Photocase / robert.n(Bild: Photocase / robert.n) Jetzt im August reifen die ersten Apfelsorten heran, wie zum Beispiel Summerred, Discovery oder Delbarestivale. Wenn die Kerne braun sind, dann sind die leckeren Früchte reif. Aber jeden Apfel aufzuschneiden, um zu prüfen ob dieser auch wirklich reif ist macht keinen Sinn. Deshalb kann wer in Anbetracht seines üppig bestückten Apfelbaumes sich nicht ganz sicher ist, ob die knackigen Früchte schon reif sind, dies viel einfach prüfen.

Dazu braucht man den Apfel nur etwas anheben und um 90 Grad drehen.
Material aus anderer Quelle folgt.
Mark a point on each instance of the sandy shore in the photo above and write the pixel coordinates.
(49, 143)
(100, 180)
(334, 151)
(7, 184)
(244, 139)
Lässt er sich dabei leicht vom Ast lösen, dann ist der Apfel reif und somit passende Zeitpunkt für die Ernte angebrochen. Bei der Apfelernte soll aber der Stiel an der Frucht bleiben, denn so lassen sich die Früchte länger lagern. Manche, vorwiegend die früheren, Sorten wie etwa Alkmene, Gravensteiner, James Grieve oder Klarapfel eignen sich nicht für eine Lagerung, da sie meist nur eine kurze Genussreife aufweisen. Und eigentlich verputzt man die frühen Sorten am liebsten gleich. Doch wenn der der Baum reichlich Früchte trägt, dann schafft man dies alleine mit dem Frischverzehr nicht. Zur Lagerung geeignet sind vor allem spät reifende Sorten. Für Lageräpfel gilt es darauf zu achten, dass Früchte weder Apfelschorf oder Stippigkeit aufweisen. Sind die Äpfel nur leicht davon befallen, dann kann man sie zwar trotzdem verzehren oder zu Most, Mus oder Kompott verarbeiten, zum Lagern eignen sich diese allerdings nicht. Generell sollte Äpfel nicht zusammen mit anderen Obst- oder Gemüsesorten gelagert werden.